6 Dec 1998: Tackle Tony Jones #77 of the Denver Broncos looks on during the game against the Kansas City Chiefs at Mile High Stadium in Denver, Colorado. The Broncos defeated the Chiefs 35-31.
Tony Jones won a Super Bowl at right tackle for the Broncos, then another at left tackle. (Getty Images)

Tony Jones, a Pro Bowl offensive tackle who won two Super Bowls with the Denver Broncos, died Thursday, the team announced. He was 54.

Born in Royston, Georgia, and undrafted out of Western Carolina in 1988, Jones put together a 13-year career in the NFL. He started with the Cleveland Browns, with whom he made second-team All-Pro in 1994. He went with the team when it became the Baltimore Ravens, but was traded after a year to the Broncos, where he truly made his mark.

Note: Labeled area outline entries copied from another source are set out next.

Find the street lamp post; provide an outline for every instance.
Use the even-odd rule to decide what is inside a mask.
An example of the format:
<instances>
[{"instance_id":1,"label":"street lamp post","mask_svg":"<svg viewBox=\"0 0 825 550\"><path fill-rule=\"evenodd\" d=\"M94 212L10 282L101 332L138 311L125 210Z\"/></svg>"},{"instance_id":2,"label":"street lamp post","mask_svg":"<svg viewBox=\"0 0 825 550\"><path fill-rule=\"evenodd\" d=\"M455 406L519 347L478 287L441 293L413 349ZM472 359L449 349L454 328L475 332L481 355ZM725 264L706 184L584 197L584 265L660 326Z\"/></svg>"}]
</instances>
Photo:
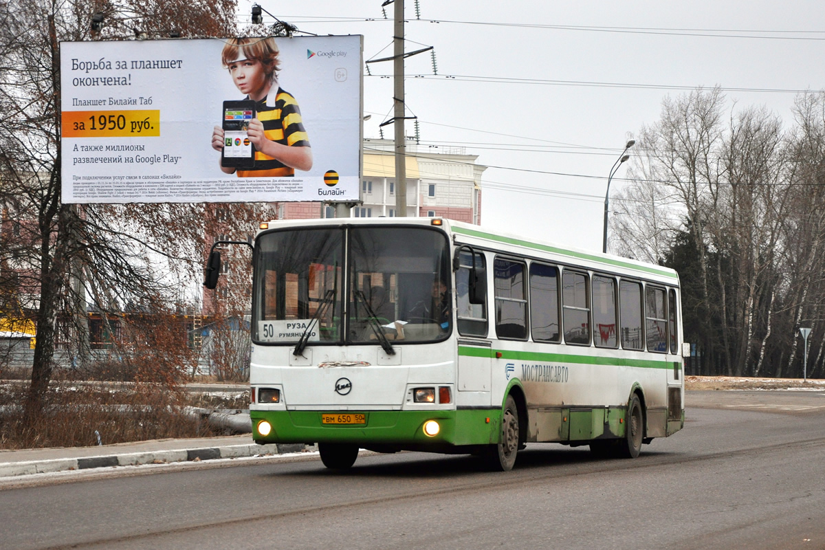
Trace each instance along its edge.
<instances>
[{"instance_id":1,"label":"street lamp post","mask_svg":"<svg viewBox=\"0 0 825 550\"><path fill-rule=\"evenodd\" d=\"M607 176L607 190L605 192L605 228L604 228L605 233L604 233L604 237L602 238L601 241L601 251L606 254L607 253L607 209L610 197L610 180L613 179L613 175L616 173L616 170L619 169L619 167L621 166L622 162L624 162L625 161L626 161L628 158L630 157L630 155L625 153L627 153L628 149L629 149L631 147L634 146L635 143L636 143L635 139L628 140L627 143L625 145L625 150L621 152L621 154L619 155L619 158L617 158L616 162L613 163L613 167L610 168L610 173Z\"/></svg>"}]
</instances>

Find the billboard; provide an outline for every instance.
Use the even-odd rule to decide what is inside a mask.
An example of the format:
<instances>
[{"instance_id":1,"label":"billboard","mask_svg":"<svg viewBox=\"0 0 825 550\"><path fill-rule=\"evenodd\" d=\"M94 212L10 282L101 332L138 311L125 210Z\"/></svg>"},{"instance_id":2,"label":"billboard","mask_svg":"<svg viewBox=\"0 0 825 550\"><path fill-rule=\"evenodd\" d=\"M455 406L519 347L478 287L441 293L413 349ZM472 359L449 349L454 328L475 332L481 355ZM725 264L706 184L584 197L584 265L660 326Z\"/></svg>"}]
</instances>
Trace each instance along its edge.
<instances>
[{"instance_id":1,"label":"billboard","mask_svg":"<svg viewBox=\"0 0 825 550\"><path fill-rule=\"evenodd\" d=\"M63 42L64 203L358 199L361 37Z\"/></svg>"}]
</instances>

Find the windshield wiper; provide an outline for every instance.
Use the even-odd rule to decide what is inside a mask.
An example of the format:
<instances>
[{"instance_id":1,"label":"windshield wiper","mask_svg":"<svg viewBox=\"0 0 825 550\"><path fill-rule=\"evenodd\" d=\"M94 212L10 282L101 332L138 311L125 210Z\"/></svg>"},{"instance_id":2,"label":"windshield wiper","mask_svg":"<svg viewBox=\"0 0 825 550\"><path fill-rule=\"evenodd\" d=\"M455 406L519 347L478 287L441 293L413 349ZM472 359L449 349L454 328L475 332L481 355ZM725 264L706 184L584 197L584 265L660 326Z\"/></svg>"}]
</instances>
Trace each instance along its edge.
<instances>
[{"instance_id":1,"label":"windshield wiper","mask_svg":"<svg viewBox=\"0 0 825 550\"><path fill-rule=\"evenodd\" d=\"M381 323L378 322L376 318L375 312L372 310L372 306L370 305L370 302L367 301L366 296L364 294L363 290L355 290L354 294L356 298L360 298L361 302L364 303L364 308L366 309L368 320L370 322L370 328L372 331L375 333L375 337L378 338L378 341L380 342L381 347L384 350L387 352L388 355L394 355L395 350L393 349L393 345L389 343L387 339L387 335L384 333L381 330Z\"/></svg>"},{"instance_id":2,"label":"windshield wiper","mask_svg":"<svg viewBox=\"0 0 825 550\"><path fill-rule=\"evenodd\" d=\"M304 349L307 346L309 342L309 335L312 334L313 326L318 322L318 320L321 318L323 313L329 307L330 303L335 301L335 289L331 289L327 291L327 294L323 295L323 300L318 304L318 309L315 310L315 314L312 316L309 319L309 323L307 327L304 329L304 334L301 335L300 339L298 341L298 344L295 345L295 350L292 352L293 355L303 355Z\"/></svg>"}]
</instances>

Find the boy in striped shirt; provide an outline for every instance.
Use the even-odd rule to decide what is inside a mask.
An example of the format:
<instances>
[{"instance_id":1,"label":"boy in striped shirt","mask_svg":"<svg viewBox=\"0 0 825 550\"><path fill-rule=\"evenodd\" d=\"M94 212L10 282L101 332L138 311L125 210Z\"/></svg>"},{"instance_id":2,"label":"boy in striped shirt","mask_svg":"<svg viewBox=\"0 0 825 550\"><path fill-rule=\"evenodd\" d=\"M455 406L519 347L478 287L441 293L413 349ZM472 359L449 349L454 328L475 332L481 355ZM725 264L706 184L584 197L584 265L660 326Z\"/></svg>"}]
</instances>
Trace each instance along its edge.
<instances>
[{"instance_id":1,"label":"boy in striped shirt","mask_svg":"<svg viewBox=\"0 0 825 550\"><path fill-rule=\"evenodd\" d=\"M255 101L256 117L247 134L255 145L255 167L238 169L238 177L291 177L312 168L312 149L298 102L278 85L275 39L234 38L224 46L222 60L246 99ZM224 148L224 129L215 126L212 148ZM221 166L227 174L236 170Z\"/></svg>"}]
</instances>

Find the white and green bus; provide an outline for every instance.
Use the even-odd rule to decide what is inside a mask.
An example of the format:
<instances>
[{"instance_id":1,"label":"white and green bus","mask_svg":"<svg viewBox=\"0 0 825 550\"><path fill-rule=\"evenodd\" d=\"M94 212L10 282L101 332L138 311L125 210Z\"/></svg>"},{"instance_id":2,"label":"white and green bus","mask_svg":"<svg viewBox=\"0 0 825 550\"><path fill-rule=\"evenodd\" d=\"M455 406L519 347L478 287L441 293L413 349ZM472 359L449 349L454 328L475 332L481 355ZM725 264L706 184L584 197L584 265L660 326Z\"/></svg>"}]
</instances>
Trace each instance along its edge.
<instances>
[{"instance_id":1,"label":"white and green bus","mask_svg":"<svg viewBox=\"0 0 825 550\"><path fill-rule=\"evenodd\" d=\"M633 458L684 425L672 270L437 218L270 222L252 249L257 443L507 471L530 442Z\"/></svg>"}]
</instances>

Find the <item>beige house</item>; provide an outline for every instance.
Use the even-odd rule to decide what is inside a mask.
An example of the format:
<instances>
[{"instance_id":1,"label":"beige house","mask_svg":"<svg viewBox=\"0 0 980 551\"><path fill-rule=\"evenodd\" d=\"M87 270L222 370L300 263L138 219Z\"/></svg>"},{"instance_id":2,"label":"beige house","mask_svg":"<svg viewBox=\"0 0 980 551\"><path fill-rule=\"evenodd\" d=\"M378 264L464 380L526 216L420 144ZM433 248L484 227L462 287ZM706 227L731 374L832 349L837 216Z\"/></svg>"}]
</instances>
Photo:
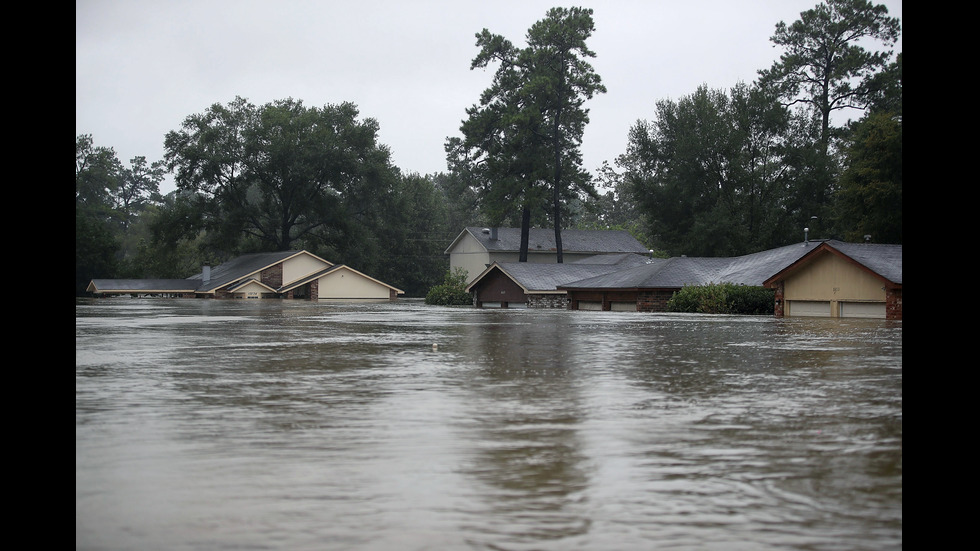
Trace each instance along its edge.
<instances>
[{"instance_id":1,"label":"beige house","mask_svg":"<svg viewBox=\"0 0 980 551\"><path fill-rule=\"evenodd\" d=\"M93 279L96 296L394 300L404 291L307 251L240 256L187 279Z\"/></svg>"},{"instance_id":2,"label":"beige house","mask_svg":"<svg viewBox=\"0 0 980 551\"><path fill-rule=\"evenodd\" d=\"M562 230L561 237L563 263L604 254L650 254L649 249L625 231ZM449 255L449 269L463 268L468 274L467 282L472 282L493 263L517 262L520 250L520 228L468 227L453 240L446 254ZM527 261L554 264L557 256L554 230L531 228Z\"/></svg>"},{"instance_id":3,"label":"beige house","mask_svg":"<svg viewBox=\"0 0 980 551\"><path fill-rule=\"evenodd\" d=\"M902 319L902 246L827 241L768 278L777 317Z\"/></svg>"}]
</instances>

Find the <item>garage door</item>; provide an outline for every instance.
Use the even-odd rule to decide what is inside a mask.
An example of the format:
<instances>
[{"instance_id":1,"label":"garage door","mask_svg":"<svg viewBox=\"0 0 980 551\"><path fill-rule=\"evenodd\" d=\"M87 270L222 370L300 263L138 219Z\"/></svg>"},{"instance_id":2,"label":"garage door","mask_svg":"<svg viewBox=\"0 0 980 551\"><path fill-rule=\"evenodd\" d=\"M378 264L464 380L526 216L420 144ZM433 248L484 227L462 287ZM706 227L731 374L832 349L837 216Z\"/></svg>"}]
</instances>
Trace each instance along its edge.
<instances>
[{"instance_id":1,"label":"garage door","mask_svg":"<svg viewBox=\"0 0 980 551\"><path fill-rule=\"evenodd\" d=\"M830 301L822 300L790 300L790 316L830 317Z\"/></svg>"},{"instance_id":2,"label":"garage door","mask_svg":"<svg viewBox=\"0 0 980 551\"><path fill-rule=\"evenodd\" d=\"M884 302L842 302L840 303L840 317L885 319L885 303Z\"/></svg>"}]
</instances>

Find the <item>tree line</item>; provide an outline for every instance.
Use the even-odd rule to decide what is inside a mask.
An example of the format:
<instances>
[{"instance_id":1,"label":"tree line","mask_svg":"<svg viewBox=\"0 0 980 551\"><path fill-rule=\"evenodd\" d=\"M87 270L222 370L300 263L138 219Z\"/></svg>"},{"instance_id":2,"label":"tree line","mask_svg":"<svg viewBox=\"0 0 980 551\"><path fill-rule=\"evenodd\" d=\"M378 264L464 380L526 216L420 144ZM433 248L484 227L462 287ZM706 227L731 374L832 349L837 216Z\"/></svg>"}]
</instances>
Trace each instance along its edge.
<instances>
[{"instance_id":1,"label":"tree line","mask_svg":"<svg viewBox=\"0 0 980 551\"><path fill-rule=\"evenodd\" d=\"M164 159L75 142L76 294L92 278L182 278L249 252L306 249L425 296L465 226L626 229L665 256L747 254L811 237L901 243L900 22L827 0L779 22L756 81L656 103L595 175L579 146L592 11L553 8L527 45L484 29L496 67L445 142L447 171L403 173L354 103L237 97L187 116ZM884 49L866 50L868 41ZM834 126L831 115L860 117ZM176 190L162 196L167 173ZM559 262L561 257L559 255Z\"/></svg>"}]
</instances>

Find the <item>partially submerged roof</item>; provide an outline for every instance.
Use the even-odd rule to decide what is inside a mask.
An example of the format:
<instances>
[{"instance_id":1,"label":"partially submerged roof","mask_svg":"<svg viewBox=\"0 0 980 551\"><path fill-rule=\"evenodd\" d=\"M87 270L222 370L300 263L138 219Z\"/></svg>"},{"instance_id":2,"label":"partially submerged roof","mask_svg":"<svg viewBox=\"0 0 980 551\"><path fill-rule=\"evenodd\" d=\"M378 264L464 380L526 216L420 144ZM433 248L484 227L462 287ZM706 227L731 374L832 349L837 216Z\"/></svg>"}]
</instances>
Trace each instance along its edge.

Jones was the starting right tackle of the Broncos when they won Super Bowl XXXII in 1997, in which a Green Bay Packers defensive line led by Reggie White was held without a sack. Jones then became the team’s starting left tackle, earning Pro Bowl honors for protecting John Elway’s blind side when Denver repeated in 1998.

Jones retired after the 2000 season, and enjoyed a comfortable retirement after reportedly saving 95 percent of his income from his playing days and investing in several entrepreneurial ventures, including restaurants, shopping malls and a barbershop.

Broncos teammates mourn Tony Jones

Despite playing only four seasons in Denver, Jones was voted a member of the Broncos Top 100 Team in 2019, and it’s clear his loss is felt by his teammates:

Steve Atwater, via the Broncos:

"He was an amazing guy, a heck of a nice guy," Atwater said. "Great football player — mean, nasty. That's the kind of guy that you want to go to war with if you're going to war. And we were really good friends. We lived in the same neighborhood when we lived in Georgia — lived down in Sugarloaf down there. We had a pretty good friendship. ... He and one other friend of mine, we got lunch a little bit before I moved from Atlanta, took me out to lunch. I always remember how nice of a guy he was, how great he was with his kids. A good guy, man."